Malgré un prix de l’essence record aux Etats-Unis, les raffineries américaines ne parviennent pas à rattraper la demande, faute de capacités suffisantes, après une série de fermetures ces dernières années, contribuant à la flambée du carburant.
La semaine dernière, le taux d’utilisation des raffineries aux Etats-Unis est monté à 93,2%, le plus élevé depuis décembre 2019, rompant avec la tradition d’un mois de mai habituellement dédié à la maintenance, avec une utilisation limitée des installations.
Les réserves baissent, les prix flambent
Pour autant, les réserves américaines d’essence ont encore baissé, à un niveau plus vu à cette époque de l’année depuis huit ans, alors que ce week-end, férié aux Etats-Unis (Memorial Day), marque le début de la grande saison des déplacements routiers. “On va à la faillite” du système, prévient Robert Yawger, analyste de Mizuho Securities.
“Le manque de capacité de transformation” du pétrole en carburant, qui s’ajoute au décollage des prix du brut, “a fait massivement grimper les prix du raffinage (…) ces derniers mois et mené à des prix records pour l’essence et le gasoil”, selon le cabinet Eurasia Group.
Le tarif de l’essence enchaîne les sommets historiques aux Etats-Unis, en hausse de plus de 70% sur un an. Les analystes de JP Morgan Chase le voient même s’envoler encore de plus de 30% durant l’été, à plus de 6 dollars le gallon (3,78 litres).
Le nombre de raffineries diminue
Le nombre de raffineries en activité a chuté de 13% en dix ans et est aujourd’hui le plus faible de l’ère moderne. Outre les fermetures planifiées, il faut ajouter l’explosion de la raffinerie PES de Philadelphie, la plus importante installation du nord-est des Etats-Unis, en juin 2019. Ainsi, le site a définitivement fermé.
“C’est un sujet de préoccupation croissante aux Etats-Unis, parce qu’on a perdu plus d’un million de barils par jour de capacité en un an”, selon Andy Lipow, de Lipow Oil Associates.
Aux premiers mois de la pandémie, certains sites avaient été fermés pour s’ajuster au ralentissement de la demande, mais tous n’ont pas été remis en service depuis, comme celui de Gallup (Nouveau-Mexique), propriété de Marathon Petroleum.
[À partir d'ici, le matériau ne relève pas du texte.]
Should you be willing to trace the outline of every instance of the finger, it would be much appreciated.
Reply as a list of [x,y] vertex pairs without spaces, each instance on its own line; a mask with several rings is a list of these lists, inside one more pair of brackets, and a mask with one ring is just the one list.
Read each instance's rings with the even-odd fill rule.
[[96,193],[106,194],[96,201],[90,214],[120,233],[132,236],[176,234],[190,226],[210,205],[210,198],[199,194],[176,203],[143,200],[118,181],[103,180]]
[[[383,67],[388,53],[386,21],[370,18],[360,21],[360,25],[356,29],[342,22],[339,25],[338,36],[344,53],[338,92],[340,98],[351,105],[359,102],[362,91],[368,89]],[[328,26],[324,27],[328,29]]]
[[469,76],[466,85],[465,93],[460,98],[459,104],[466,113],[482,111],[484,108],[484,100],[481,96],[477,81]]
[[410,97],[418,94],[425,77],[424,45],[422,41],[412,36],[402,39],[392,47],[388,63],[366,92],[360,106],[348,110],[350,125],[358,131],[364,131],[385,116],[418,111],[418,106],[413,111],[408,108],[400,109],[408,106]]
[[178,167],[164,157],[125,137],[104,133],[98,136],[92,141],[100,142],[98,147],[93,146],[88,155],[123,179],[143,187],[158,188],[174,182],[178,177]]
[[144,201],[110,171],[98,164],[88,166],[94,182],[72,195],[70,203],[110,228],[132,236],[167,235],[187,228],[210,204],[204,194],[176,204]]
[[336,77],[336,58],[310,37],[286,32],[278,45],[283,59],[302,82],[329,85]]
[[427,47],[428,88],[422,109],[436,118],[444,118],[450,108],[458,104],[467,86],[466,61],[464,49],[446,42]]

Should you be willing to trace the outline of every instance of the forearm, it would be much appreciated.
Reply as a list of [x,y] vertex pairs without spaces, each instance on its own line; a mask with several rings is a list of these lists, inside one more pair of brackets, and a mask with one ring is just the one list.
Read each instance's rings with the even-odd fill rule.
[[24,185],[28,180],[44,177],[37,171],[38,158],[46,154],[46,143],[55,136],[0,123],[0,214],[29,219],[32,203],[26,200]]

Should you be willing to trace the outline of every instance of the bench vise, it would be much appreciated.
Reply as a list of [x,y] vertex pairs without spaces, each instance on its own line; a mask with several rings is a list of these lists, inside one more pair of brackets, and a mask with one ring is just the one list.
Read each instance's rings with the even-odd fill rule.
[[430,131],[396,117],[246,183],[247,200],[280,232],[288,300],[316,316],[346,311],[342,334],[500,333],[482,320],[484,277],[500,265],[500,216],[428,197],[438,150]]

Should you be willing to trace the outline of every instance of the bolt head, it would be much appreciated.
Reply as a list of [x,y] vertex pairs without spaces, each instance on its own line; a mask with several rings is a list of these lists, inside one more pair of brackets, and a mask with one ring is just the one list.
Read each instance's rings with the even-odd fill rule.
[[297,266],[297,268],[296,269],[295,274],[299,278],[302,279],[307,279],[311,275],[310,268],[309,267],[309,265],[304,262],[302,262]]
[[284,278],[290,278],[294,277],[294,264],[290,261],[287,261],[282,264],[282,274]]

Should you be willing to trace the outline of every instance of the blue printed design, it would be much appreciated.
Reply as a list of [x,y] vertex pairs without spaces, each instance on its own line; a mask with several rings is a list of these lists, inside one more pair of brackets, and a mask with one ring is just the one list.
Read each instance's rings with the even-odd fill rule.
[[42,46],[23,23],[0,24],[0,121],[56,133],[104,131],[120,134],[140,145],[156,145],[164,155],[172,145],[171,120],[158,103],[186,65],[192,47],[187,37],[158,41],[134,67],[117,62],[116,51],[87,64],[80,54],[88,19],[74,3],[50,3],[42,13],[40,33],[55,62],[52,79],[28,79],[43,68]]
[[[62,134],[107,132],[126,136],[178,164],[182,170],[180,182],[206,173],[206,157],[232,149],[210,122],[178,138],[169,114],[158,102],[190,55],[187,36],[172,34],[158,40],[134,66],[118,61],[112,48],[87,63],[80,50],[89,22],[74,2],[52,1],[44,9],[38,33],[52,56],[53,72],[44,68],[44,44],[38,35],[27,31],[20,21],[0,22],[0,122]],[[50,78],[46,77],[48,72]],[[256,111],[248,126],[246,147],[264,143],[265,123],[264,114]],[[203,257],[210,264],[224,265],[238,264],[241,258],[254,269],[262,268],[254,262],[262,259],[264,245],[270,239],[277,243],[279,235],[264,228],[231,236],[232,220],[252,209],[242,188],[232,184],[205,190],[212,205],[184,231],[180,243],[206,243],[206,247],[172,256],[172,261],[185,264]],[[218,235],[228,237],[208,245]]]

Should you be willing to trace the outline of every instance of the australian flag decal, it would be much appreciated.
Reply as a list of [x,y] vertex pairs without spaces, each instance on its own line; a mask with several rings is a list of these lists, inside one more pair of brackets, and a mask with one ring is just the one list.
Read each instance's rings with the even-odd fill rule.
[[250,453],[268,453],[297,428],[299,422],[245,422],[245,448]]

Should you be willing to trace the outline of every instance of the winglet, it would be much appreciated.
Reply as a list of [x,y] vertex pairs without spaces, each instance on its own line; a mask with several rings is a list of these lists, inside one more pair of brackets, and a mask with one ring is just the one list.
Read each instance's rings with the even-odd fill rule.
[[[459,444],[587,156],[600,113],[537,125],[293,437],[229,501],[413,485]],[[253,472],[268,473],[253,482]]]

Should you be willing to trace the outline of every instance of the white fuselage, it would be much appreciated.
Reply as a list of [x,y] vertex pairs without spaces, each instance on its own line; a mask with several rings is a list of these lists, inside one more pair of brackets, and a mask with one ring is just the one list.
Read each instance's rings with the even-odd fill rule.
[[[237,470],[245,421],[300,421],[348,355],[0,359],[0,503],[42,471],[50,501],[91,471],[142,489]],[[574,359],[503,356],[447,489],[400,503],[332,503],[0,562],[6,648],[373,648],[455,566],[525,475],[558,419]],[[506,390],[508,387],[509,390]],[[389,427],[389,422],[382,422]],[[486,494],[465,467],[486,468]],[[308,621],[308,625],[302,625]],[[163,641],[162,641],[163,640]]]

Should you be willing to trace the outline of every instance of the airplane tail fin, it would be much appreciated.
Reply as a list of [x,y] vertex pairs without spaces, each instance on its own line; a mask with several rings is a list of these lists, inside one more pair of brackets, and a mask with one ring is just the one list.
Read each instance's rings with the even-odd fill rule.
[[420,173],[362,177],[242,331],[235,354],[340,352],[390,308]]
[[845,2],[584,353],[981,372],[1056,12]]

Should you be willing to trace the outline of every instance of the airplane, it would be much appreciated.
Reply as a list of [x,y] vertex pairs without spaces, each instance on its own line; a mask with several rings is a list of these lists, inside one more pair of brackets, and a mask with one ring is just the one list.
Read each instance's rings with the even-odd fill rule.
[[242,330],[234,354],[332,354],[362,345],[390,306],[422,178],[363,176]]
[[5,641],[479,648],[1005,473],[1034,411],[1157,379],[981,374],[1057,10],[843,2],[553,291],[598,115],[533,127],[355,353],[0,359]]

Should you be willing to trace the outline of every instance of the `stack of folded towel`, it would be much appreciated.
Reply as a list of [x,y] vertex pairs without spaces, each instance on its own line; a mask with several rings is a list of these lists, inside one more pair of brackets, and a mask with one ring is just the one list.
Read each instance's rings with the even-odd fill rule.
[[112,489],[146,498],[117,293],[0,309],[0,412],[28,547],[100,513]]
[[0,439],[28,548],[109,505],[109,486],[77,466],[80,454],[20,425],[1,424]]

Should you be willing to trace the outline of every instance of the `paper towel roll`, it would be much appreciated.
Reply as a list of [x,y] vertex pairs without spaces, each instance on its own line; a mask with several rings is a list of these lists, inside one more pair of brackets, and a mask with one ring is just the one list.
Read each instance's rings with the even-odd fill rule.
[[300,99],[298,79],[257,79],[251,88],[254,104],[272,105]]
La plupart des grands raffineurs ont initié la conversion de certains de leurs équipements pour produire du biocarburant, ce qui entraîne la suspension temporaire de leurs activités.
Et dans le cas de HollyFrontier, la transition vers le carburant renouvelable a, par exemple, fait passer la capacité de son installation de Cheyenne (Wyoming), de 52.000 à 6.000 barils par jour.
“Ça sent mauvais”
La guerre en Ukraine accroît les tensions structurelles. L’Occident se détourne de la Russie, grand pourvoyeur de produits raffinés, en particulier du gasoil.
Cette situation a entraîné une demande accrue à l’export pour le carburant produit aux Etats-Unis, et déséquilibré encore un peu plus le rapport entre offre et demande.
“Vous pourriez reconstituer des capacités dans le nord-est (…), mais ce sont des investissements qu’il faudrait rentabiliser sur 10 ou 20 ans”, avance Richard Sweeney, professeur d’économie de l’environnement au Boston College.
“Or, la tendance générale est celle d’une industrie en déclin.” “Une raffinerie prend cinq ou six ans à construire, (…) sachant que la demande pour vos produits va probablement aller décroissante”, abonde Bill O’Grady, de Confluence Investment Management, “donc il y a très peu d’incitation à investir”.
Beaucoup des grands raffineurs américains ont d’ailleurs choisi de consacrer une part significative de leurs profits actuels à des rachats d’actions et au versement de dividendes plutôt qu’à des investissements massifs.
La dernière ouverture d’une raffinerie majeure aux Etats-Unis remonte à 1977, et seuls cinq nouveaux sites ont été inaugurés ces vingt dernières années. “Ce qui complique encore le problème, c’est qu’aucune collectivité ne veut de raffinerie” sur son territoire, souligne Bill O’Grady. “C’est sale, ça peut exploser, ça sent mauvais.”
“Les gouvernements essayent de devenir plus responsables sur le plan environnemental et dissuadent l’investissement dans le raffinage (…) mais on se retrouve avec une pénurie de capacités”, fait valoir Phil Flynn de Price Futures Group.
Pour lui, “il va falloir qu’on trouve un équilibre entre nos rêves ESG (critères environnementaux, sociaux et de gouvernance) et la réalité qui consiste à essayer de fournir le marché” avec des produits pétroliers, en attendant que l’offre d’énergie renouvelable soit suffisante pour s’y substituer.